I read your blog last night and again this morning. It brought back memories of my own indescribable decent into mental illness about 10 years ago. The panic attacks were horrific. I would have to get on a treadmill and run to try to burn up the adrenaline dumps. My heart raced in my chest day and night. The fear of losing my mind only accelerated the panic. I hear people toss around the term “panic attacks” and they think it’s like being really scared. The reality is that it’s like dying. After getting medical help, I was able to recover. However, as you so beautifully expressed, you emerge from such experiences a changed person. More compassionate, easily moved, more dependent on God’s help, more aware of God’s mercy. Thank you for being willing to write about your experiences and for offering hope to those who suffer. I’m so blessed to have had compassionate friends around me and you are too.
Thanks for relating and sharing. Yes, when I first started having the panic attacks I had so much adrenaline I felt like I could run a marathon. I raced my way quickly up our hill, whereas usually I drag. The fear of the fear is the worst. I think you’re right that people don’t understand what a panic attack really is. I kept telling myself no one had ever died of a panic attack and that gave me some solace. I want to thank you for leading me to Dr. Patel. He has been a huge blessing. I don’t know how I would have survived without him, before or now. God works things out for good.
HI Allison, te entiendo perfectamente y me alegro que asumass tus circunstancias y las superes.

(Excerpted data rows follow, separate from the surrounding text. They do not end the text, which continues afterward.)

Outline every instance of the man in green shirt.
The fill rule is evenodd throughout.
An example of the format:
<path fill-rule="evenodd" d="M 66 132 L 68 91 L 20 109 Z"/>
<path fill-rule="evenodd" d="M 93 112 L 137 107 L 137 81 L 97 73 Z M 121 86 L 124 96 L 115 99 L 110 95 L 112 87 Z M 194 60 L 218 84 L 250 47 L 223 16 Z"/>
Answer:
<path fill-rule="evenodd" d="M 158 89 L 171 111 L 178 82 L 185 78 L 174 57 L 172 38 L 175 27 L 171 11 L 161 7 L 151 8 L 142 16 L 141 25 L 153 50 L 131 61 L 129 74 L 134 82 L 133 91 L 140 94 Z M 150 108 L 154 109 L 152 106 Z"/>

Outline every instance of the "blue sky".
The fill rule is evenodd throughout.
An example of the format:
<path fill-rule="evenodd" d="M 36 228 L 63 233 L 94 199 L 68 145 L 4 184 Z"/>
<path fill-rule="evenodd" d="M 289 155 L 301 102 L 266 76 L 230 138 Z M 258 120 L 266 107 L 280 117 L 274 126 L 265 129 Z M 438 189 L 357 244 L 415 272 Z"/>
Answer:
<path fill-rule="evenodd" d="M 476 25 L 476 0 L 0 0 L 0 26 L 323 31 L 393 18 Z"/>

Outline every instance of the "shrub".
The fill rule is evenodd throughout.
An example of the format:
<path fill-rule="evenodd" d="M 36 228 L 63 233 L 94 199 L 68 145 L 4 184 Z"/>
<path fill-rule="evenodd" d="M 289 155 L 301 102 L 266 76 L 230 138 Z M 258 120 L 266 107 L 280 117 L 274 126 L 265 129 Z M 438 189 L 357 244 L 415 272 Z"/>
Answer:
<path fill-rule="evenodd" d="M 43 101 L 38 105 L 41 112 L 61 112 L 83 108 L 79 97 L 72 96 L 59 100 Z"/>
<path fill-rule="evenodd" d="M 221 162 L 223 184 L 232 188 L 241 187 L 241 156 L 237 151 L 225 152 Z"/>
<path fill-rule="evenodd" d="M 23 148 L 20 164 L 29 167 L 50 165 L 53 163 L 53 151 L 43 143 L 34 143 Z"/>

Como sabrás yo he estado con depresión durante unos 5 o 6 años. Medicado a tope, sin rumbo y con una pareja que no me entendió ni me apoyo, lo que desencadeno en un divorcio. Las muerte de mis padres en 14 meses coincidiendo con mi divorcio. Una Trombosis bilateral que me tuvo 10 días en la UCI y vi de cerca el otro lado.
Afortunadamente tengo buenas noticias para ti, todo se puede superar con ayuda y algo de tu parte. Yo estoy viendo los brotes verdes, tengo un futuro laboral con muchas luces y personal con ganas de tirar para adelante. Disfruto a tope de mis hijos que han sido una ayuda fundamental y he aprendido a disfrutar más de la vida y entenderla a ratos. Tu eres afortunada, tienes unos hijos maravillosos, un marido que se preocupa por ti y eres una gran persona. GO ON.
Te cuento esto para que veas que no eres la única, ahi mucha gente que lo sufre en silencio, es una enfermedad como la peste que mucha gente rehuye y no te suelen entender, es dificil contarlo al mundo y la gente solo te dice que estas ahi porque tu quieres, isn´t true?. Bienvenida al club. änimo y enhorabuena, estas en el camino.YOU ARE ON WAY.
Cualquier ayuda que necesites aquí me tienes.
So many thoughts have surfaced reading your blog. First I notice your honesty and your courage. You are in the middle of a big-time transformation which we know is orchestrated by God. You have been so open and receptive And courageous about relating your experiences. Thank you!
. Trust in the Lord and you will be safe and loved. As a Friend of your parents I know you are enveloped by love by Tom, Karen, your husband Peter,your sons and your wonderful friends. I read some of their responses to your expressions. You are a writer par excellence , Maybe that’s why God picked on you knowing you would express your experiences so well and help so many people, including myself. I agree with you about the “people’s conception of a panic attack. It is incomplete. I am educated by your courageous expression of your experiences.
Thanks for your comments and encouragement. You are right that I am enveloped by love and I am so grateful. Thanks for your compliments to my writing. That is so nice to hear and helps me keep going. Thanks for being a good friend and prayer partner to my mom all these years!